On that momentous day in 1765, Mr. Sharp began a campaign of writing and legal action that would lead to the abolition of slavery in the British Empire. Once the slave Jonathan Strong was healthy again, his owner demanded his return. Granville Sharp, outraged by the audacious demand, began researching English law and wrote a treatise titled, On the Injustice of Tolerating Slavery In England. The content of this book was so compelling that the slave owner decided not to pursue legal action. Jonathan Strong became a free man.
But Granville Sharp was not content with the victory. He sought a case that would set a precedent for ending slavery once and for all.  He found it in the 1772 case of James Somerset.  Somerset had been brought to England by his Virginian slave owner. While in England, Somerset filed suit for freedom, asserting that since slavery was not legal in England, he was a free man. Since Sharp was not a lawyer, he did not participate openly in the case, but he directed it behind the scenes.  The trial turned out to be a lengthy and contested one, but at last Lord Mansfield delivered the verdict on June 22, 1772: “As soon as any slave sets his foot on English ground, he becomes free.”
The abolitionist ball was rolling and gaining speed. Granville Sharp became known to abolitionists on both sides of the Atlantic.  In England, he joined with Parliamentarian William Wilberforce, hynm writer and former slave ship captain John Newton, and others to form the Clapham Sect, a group committed to the abolition of the slave trade and slavery in all British colonies.
Granville Sharp’s love of freedom inevitably led him to write in support of the American colonies’ cause for representation in the British Parliament.  In 1774 he published the pamphlet, A Declaration of the People’s Natural Rights to a Share in the Legislature, Which is the Fundamental Principle of the British Constitution.  During Benjamin Franklin's sojourn in London, he met with Granville Sharp, who gave him 250 copies of the pamphlet. Franklin immediately sent them to America, where the text was reprinted throughout the colonies, 7000 copies by a Boston publisher alone.
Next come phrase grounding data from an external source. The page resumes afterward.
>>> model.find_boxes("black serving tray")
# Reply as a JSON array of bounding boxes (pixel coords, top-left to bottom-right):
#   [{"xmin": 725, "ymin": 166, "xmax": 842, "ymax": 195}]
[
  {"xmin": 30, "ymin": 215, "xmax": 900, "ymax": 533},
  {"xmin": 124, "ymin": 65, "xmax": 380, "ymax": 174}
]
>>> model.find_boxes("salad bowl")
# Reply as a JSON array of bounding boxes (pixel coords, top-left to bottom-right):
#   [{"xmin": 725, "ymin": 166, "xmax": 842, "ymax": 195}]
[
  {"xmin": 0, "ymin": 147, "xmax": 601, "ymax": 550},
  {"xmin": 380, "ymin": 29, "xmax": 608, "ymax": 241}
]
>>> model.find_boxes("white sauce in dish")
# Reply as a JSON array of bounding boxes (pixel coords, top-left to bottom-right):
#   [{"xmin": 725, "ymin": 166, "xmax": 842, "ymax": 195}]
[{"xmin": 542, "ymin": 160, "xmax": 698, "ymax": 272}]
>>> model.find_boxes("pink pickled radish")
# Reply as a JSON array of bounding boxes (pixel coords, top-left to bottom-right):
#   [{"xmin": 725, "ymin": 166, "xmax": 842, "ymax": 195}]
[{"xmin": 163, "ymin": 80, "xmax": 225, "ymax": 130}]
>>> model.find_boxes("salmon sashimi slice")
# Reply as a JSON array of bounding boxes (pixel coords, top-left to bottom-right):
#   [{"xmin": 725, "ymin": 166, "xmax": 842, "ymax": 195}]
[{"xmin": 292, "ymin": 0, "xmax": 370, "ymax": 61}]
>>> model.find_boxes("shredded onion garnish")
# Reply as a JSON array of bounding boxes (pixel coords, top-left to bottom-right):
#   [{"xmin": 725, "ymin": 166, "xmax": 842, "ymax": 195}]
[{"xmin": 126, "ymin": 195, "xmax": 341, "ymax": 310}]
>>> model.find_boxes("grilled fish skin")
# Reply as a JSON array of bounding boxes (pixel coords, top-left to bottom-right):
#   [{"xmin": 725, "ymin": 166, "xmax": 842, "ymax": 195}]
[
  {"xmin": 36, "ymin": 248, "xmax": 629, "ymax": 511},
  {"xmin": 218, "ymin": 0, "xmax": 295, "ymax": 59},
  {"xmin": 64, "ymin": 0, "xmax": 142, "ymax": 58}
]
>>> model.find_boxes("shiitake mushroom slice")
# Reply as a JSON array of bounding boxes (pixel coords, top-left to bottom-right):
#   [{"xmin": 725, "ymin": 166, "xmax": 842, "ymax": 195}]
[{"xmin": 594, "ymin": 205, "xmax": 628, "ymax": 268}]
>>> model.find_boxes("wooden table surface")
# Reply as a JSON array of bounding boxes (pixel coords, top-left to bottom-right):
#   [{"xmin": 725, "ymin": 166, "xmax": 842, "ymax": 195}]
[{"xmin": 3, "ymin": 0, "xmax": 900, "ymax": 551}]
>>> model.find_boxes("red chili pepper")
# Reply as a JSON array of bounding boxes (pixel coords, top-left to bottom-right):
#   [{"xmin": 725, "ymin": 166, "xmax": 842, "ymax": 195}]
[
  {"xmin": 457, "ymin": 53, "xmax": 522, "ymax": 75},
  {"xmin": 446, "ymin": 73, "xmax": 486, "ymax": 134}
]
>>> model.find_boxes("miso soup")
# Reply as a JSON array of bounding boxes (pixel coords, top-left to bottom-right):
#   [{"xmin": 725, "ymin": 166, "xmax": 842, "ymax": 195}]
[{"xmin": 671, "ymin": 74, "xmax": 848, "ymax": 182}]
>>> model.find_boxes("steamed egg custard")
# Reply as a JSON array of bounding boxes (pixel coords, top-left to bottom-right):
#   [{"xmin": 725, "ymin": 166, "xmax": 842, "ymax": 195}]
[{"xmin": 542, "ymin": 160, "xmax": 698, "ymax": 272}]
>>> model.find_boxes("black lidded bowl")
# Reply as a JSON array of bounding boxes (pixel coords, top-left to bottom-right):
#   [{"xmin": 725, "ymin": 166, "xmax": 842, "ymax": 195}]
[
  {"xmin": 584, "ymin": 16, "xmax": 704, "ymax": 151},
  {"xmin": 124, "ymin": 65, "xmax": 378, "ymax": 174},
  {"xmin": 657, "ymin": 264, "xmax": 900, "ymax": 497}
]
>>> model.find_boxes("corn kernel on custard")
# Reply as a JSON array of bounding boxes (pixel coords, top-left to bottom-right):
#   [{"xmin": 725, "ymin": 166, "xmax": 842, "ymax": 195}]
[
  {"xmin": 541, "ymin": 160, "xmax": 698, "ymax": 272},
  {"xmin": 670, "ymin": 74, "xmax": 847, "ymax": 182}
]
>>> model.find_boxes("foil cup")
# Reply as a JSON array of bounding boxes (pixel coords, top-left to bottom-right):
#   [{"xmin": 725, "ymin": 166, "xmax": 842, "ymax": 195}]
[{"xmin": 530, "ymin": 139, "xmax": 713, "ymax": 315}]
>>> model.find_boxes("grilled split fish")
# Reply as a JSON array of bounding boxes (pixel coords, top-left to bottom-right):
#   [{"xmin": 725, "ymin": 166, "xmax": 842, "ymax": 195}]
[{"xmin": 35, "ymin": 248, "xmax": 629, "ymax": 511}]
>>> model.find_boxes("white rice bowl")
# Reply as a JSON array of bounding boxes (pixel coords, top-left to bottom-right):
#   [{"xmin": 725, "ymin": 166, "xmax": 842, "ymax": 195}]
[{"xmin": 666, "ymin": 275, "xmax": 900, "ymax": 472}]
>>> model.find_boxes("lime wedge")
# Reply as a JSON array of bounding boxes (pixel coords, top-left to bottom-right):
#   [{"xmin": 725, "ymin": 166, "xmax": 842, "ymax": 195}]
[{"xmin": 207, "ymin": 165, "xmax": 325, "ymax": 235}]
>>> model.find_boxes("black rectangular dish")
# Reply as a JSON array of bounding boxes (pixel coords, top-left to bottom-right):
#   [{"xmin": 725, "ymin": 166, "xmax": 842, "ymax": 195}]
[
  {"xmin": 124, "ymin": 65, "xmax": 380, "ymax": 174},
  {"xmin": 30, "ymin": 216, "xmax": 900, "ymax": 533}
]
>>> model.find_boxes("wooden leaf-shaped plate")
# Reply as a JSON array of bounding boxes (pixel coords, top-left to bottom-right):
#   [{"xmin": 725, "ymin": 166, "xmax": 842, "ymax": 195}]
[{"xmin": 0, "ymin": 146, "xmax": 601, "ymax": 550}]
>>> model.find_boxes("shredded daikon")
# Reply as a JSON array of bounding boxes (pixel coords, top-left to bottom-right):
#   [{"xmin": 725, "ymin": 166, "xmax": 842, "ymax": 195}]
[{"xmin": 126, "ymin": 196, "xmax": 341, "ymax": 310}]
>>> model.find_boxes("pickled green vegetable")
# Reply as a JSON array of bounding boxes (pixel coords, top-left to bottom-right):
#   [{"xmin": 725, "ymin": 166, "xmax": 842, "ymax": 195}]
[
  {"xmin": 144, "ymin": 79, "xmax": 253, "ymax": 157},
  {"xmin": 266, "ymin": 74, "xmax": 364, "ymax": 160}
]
According to Professor Daniel B. Wallace, the text and concepts of Sharp’s treatise are very similar to Thomas Jefferson’s Declaration of Independence.
Once hostilities commenced between the American colonies and Great Britain, Sharp felt he could no longer in good conscience serve as an ordnance clerk, dispensing weapons that would be used against the Americans, so he resigned.  His brothers supported his decision and assisted him financially.  Granville was now free to write and publish more on the causes most dear to him.
Following the American victory in the Revolution, former American slaves who had fought for the British now found themselves homeless in London.  A spokesman for the freed slaves, Mr. Smeathman, approached Granville Sharp with a proposal to purchase land for a new colony on the west coast of Africa.  The enterprise had scarcely begun when Smeathman died on April 15, 1786.  Undaunted, Sharp carried forward the plan with funds raised by the Clapham Sect and purchased over a quarter of a million acres from a local chief in Sierra Leone. The land included an excellent harbor, St. George’s Bay.  One year later, four hundred former slaves and fifty Europeans sailed on the maiden voyage to the new free colony.
Though Granville Sharp never left his native England, the new African colony honored him by naming their capital Granville Town.  Eventually, the city was renamed Freetown, but another community further inland is still named Granville Town.
It is hardly conceivable that a man who helped end the slave trade, founded a country, and influenced the American Declaration of Independence could remain unknown to most of the world.  But by all accounts, Granville Sharp’s character was such that he would have wanted it that way.